Uygulanmakta olan ‘‘döviz takozu ile fiyat istikrarı sağlama’’ yani ‘‘enflasyonu düşürme’’ programı, şu ana kadar başarılıdır. Bu programın temel eksikliği, böyle bir istikrar programını uygulayacağını vaat ettiği için halkın oyunu alarak iktidara gelmiş bir ‘‘siyasi önderin’’ işbaşında olmamasıdır. Buna rağmen Türk ekonomisinin 1999 sonunda uçurumun kenarına gelmiş olmasından ve IMF ile anlaşmaktan başka çare kalmadığından, Ecevit ve ortakları, ister istemez böylesi çetin bir görevi üstlenmiştir.

* * *

Bu programın mantığı, ‘‘enflasyon-devalüasyon-yüksek reel faiz’’ sarmalını ekonomi dışından bir ‘‘müdahale’’ ile kırmaya dayanıyordu.
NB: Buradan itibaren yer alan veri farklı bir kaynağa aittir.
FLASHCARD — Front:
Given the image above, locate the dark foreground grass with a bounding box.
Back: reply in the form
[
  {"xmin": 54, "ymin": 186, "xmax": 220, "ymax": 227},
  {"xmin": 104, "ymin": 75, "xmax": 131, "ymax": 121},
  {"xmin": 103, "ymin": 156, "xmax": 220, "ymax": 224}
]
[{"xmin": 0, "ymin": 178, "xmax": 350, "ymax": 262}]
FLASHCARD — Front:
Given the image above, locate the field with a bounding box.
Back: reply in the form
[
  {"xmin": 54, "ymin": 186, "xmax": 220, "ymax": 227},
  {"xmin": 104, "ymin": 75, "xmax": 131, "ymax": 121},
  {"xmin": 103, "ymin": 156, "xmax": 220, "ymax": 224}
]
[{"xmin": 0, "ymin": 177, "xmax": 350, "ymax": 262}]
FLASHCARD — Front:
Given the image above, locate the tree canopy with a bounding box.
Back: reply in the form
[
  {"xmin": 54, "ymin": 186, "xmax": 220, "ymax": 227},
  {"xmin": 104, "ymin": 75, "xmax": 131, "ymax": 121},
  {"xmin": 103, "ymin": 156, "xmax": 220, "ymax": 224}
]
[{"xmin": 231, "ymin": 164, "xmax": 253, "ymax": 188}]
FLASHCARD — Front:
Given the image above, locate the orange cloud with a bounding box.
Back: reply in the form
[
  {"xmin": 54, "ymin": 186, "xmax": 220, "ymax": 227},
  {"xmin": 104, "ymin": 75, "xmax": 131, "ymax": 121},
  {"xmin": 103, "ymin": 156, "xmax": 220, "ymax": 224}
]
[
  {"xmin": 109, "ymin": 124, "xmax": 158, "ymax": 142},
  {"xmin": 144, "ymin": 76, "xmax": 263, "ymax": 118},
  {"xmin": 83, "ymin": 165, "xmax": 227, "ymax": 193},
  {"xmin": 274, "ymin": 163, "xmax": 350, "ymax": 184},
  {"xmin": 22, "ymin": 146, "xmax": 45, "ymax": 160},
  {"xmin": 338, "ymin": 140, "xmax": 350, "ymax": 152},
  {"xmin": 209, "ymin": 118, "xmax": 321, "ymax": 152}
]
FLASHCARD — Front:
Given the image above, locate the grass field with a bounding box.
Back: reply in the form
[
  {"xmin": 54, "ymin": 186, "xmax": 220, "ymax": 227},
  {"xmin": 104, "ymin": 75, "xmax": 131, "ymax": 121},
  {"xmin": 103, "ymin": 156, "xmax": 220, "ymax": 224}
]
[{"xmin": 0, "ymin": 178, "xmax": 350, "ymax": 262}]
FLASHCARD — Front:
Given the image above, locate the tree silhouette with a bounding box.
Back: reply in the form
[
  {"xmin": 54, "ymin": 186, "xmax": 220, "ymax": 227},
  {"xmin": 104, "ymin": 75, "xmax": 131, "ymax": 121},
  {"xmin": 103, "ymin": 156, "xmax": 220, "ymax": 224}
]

Nitekim, ‘‘döviz fiyatları piyasa oluşur’’ ilkesi bir süre için işlerlikten kaldırılmış, yerine ‘‘döviz fiyatlarını, Merkez Bankası önceden saptar’’ ilkesi konmuştur. Reel faizlerde ve enflasyonda elde edilen düşüşler, döviz fiyat artışlarının sınırlandırılması sayesindedir. Sarmalı bu şekilde kırmanın, başka bir yerde ‘‘zırıltı’’ çıkarması beklenmekteydi. O da ‘‘döviz dengesi’’nin bozulmasıydı. Bir de yedekte finansal sektörde kriz çıkması sorunu var.
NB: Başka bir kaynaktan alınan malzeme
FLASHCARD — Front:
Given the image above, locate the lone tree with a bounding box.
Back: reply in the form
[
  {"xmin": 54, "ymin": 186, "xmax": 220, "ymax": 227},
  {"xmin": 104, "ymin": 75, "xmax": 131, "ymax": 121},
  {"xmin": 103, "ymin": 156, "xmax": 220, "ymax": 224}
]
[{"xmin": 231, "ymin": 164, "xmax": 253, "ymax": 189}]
Birinci zırıltı görünür hale gelmiştir. Umulan, doğrudan yabancı sermaye yatırımları ile cari açığın kapanmasıydı. Yabancı sermaye yatırımları, bazı ümit veren gelişmeler olmasına rağmen, istenilen düzeye çıkmamıştır. Bunun üzerine Merkez Bankası Başkanı ‘‘icap ederse, ithalata zorluk çıkartırız’’ deme noktasına gelmiştir. Bu zorluğu, Gümrük Birliği ve sair uluslararası gümrük tarife anlaşmaları muvacehesinde nasıl sağlar, onu anlayamadım. Herhalde gümrük tarifesi dışı engeller koymayı tasarlamaktadır. Ben, Başkan Erçel'in bu ümitsiz çıkışını anlayışla karşıladım. Herhalde, döviz fiyat artışlarını önceden saptamak, kira artışlarını sınırlamak, ücret zamlarını tahkimle belirlemek gibi, serbest pazar ekonomisi ilkelerine aykırı (ama bu devrede doğru) kararları içimize sindiriyoruz da, ithalatı kısıtlayıcı tedbir almayı niye külliyen reddediyoruz diye düşünmektedir.

Bu işin şakası yok. Bir döviz krizi çıkana kadar, işler ‘‘oluruna’’ bırakılamaz. Gidişe bir yerden müdahale etmek gerekebilir. İktisat mantığı içinde kalmak gerekiyorsa, ithalatı kısıtlama gibi uygulaması çok zor tedbirler yerine ‘‘parafiskal’’ (yani faiz ve vergi artırma) önlemlerine başvurmak düşünülebilir.

Son Söz: Somut gerçekler, acı tedbirleri haklı kılar.